EHRs have to communicate with all other patient-related systems. That’s why environment compatibility testing should establish if the EHR easily synchronizes with department-specific systems and any other software that the EHR is expected to interact with.
Especially important for cloud EHRs, cross-browser compatibility testing includes verification of user experience (UX) consistency and checking if the full system functionality is available for users across various browsers.
Database compatibility testing
Every EHR generates massive amounts of information about every patient. To ensure uninterrupted data flow from the EHR to the database and related systems, it is absolutely critical to conduct thorough database compatibility testing. It helps to ensure that the EHR maintains performance consistency, speed, and reliability when exchanging information with the specific database, such as SQL Server, Oracle, MySQL, or DB2. In particular, data entry, data extraction, data formatting, reporting, data migration, and other processes can be checked for compatibility.
Device compatibility testing
Not all EHRs are created equal, and the same can be said about healthcare organizations and their device architectures. While at larger practices the system can connect with a plethora of specialized applications for particular departments, smaller practices might need the EHR to connect to certain devices directly, for example:
- IoT devices. Smart thermometers, scales, pressure cuffs, etc.
- Medical image scanners. X-ray, CT, PET, MRI, ECG, Ultrasound, etc.
- Smartphones and tablets. Android, iOS, Blackberry, Symbian, etc.
Here, compatibility testing makes sure that the interaction between the EHR and devices will be seamless, allowing the medical specialists to access the needed patient information in one place.

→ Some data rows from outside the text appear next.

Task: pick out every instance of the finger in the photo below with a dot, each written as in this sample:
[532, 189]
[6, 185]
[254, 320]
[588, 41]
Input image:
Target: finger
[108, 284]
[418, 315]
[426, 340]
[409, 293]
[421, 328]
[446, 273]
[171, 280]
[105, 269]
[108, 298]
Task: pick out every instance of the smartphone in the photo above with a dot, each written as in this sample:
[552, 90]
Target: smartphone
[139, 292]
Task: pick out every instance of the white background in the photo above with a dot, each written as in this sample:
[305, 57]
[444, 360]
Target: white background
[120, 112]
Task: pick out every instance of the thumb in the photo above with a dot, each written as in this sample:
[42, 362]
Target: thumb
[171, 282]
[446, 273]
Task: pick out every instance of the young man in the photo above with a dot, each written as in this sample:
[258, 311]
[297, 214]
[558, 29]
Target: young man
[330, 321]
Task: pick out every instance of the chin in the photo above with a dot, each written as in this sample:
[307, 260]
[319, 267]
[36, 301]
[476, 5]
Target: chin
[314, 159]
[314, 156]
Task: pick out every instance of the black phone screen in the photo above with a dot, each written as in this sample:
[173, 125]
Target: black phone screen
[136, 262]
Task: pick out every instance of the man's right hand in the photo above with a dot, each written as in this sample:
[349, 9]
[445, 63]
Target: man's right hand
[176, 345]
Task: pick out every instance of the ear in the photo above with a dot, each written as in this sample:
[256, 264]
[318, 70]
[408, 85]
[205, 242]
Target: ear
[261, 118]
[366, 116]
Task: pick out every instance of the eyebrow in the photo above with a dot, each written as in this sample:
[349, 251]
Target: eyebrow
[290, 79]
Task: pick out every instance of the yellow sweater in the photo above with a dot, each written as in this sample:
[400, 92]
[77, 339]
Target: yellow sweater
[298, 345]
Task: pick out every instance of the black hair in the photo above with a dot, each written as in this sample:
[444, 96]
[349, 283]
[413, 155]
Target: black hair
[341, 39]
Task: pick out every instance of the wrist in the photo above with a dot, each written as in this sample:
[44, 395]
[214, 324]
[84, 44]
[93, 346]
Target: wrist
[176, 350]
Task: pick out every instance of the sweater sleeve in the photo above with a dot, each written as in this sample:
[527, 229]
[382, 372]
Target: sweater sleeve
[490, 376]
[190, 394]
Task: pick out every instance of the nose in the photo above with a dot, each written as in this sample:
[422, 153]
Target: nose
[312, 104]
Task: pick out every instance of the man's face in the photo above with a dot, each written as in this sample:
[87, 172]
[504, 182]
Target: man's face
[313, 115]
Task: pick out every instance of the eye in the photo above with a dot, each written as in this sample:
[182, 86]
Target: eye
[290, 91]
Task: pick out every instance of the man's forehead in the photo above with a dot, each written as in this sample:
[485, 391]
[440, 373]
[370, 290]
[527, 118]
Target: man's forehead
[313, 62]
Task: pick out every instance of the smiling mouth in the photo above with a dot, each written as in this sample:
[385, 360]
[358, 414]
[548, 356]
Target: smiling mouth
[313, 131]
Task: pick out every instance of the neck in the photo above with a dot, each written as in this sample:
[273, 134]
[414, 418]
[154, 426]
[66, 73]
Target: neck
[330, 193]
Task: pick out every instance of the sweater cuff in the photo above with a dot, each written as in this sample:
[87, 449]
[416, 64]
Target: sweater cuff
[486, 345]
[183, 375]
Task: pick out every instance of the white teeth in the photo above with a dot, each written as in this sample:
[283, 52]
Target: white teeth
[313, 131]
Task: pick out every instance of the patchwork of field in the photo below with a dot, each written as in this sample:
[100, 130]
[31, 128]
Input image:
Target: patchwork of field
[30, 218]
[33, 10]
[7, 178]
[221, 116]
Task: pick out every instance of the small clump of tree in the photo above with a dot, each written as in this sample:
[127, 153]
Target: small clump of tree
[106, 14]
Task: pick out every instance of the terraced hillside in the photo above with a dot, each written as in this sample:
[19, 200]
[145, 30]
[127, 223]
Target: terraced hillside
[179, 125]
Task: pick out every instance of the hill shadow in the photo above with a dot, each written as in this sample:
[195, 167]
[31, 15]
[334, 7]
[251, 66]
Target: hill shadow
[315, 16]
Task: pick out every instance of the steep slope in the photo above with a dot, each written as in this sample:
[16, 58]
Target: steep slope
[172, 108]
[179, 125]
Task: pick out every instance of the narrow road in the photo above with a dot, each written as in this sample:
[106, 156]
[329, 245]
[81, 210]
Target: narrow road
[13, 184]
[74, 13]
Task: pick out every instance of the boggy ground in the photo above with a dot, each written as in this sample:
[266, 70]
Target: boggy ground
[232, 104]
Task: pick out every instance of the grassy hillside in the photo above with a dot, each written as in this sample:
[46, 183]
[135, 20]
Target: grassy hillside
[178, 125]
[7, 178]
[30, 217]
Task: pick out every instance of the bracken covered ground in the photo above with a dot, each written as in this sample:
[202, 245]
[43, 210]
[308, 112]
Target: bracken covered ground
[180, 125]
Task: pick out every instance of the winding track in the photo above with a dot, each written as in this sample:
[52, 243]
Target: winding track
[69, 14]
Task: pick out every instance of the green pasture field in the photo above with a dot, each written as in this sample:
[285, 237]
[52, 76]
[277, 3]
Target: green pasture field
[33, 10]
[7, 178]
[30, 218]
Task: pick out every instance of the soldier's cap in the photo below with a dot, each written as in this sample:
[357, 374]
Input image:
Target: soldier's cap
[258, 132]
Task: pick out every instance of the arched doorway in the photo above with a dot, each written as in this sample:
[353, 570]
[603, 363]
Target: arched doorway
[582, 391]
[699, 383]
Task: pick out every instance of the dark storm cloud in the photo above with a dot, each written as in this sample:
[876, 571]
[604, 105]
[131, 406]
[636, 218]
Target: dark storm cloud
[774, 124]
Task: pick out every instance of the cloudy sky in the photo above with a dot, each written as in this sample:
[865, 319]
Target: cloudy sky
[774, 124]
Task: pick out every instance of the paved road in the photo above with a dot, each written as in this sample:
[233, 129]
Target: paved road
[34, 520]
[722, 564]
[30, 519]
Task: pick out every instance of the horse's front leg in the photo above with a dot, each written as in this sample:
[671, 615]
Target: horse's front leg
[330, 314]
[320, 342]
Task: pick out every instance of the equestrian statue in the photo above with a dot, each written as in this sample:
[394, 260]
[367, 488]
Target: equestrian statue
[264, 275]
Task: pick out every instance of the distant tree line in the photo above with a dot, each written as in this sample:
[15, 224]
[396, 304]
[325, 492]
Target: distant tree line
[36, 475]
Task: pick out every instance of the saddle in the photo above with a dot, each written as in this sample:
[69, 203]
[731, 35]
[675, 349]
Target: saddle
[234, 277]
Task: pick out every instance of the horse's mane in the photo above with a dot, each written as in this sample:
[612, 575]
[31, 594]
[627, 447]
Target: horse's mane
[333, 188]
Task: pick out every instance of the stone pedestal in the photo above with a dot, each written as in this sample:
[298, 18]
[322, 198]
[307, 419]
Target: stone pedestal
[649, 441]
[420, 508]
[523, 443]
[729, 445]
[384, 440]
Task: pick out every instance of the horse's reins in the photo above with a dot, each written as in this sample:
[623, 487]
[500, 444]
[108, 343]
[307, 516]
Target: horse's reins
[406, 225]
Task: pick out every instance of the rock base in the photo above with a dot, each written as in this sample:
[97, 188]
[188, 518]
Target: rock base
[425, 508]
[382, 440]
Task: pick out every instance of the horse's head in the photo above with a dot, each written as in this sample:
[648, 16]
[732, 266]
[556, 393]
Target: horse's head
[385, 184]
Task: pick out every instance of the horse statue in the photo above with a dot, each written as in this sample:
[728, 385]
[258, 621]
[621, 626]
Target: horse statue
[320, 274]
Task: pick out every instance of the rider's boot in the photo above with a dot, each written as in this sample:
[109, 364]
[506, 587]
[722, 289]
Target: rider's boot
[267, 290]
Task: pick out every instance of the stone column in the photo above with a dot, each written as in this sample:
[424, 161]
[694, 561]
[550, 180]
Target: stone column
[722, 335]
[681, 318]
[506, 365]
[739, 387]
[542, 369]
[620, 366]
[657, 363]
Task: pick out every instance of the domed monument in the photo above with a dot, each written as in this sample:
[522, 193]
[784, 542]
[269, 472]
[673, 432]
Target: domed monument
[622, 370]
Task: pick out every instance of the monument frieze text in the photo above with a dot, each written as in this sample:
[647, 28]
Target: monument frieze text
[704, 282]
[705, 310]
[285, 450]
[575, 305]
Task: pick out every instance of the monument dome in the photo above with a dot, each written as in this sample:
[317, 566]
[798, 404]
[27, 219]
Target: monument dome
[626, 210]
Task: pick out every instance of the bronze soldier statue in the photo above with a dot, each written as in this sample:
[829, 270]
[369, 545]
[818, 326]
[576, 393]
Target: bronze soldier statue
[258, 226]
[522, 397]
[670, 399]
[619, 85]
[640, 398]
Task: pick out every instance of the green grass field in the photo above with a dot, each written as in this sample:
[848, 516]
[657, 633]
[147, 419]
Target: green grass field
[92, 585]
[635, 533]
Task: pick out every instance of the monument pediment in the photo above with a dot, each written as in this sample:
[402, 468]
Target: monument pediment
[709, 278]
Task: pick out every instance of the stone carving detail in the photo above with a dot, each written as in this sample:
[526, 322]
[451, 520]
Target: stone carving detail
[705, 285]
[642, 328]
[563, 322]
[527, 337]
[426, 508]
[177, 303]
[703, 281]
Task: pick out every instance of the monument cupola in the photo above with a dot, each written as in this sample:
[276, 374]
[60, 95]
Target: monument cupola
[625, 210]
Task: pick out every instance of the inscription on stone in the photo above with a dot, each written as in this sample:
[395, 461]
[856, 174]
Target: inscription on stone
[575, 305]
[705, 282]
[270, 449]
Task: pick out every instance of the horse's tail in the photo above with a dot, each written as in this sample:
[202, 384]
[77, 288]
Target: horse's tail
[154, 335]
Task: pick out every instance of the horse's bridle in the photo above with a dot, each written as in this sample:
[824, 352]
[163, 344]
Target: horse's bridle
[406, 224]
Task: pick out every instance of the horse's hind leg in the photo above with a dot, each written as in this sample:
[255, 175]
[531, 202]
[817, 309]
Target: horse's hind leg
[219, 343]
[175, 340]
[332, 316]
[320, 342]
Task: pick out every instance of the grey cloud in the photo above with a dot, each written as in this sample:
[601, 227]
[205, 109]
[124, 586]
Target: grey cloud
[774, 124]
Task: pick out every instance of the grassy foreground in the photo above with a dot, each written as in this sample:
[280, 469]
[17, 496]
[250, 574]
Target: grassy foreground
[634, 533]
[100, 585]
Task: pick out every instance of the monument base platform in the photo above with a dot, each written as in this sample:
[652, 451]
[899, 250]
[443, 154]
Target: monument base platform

Compatibility testing pays off
While the software for creating electronic patient records evolves, most healthcare organizations still struggle with their EHR systems.
One of the reasons is strictly technological. The lack of preliminary testing of how the new software fits the healthcare organization’s IT infrastructure can bring about lagging, irregular connectivity, and poor care coordination.
As the survey shows, health specialists aren’t happy using a clogged system and working extra hours just to make sure patient records are comprehensive. This can make them prone to burnouts and mistakes. At the same time, organizations can find the way out of this vicious loop through timely EHR compatibility testing to fix interoperability gaps before the system is deployed.
Even if the EHR is already up and running, though, testing can be useful for finding bottlenecks in current processes and patching them up. While not an ideal scenario, on-the-go testing still can combat performance-draining issues, reducing the risk of low-quality care delivery.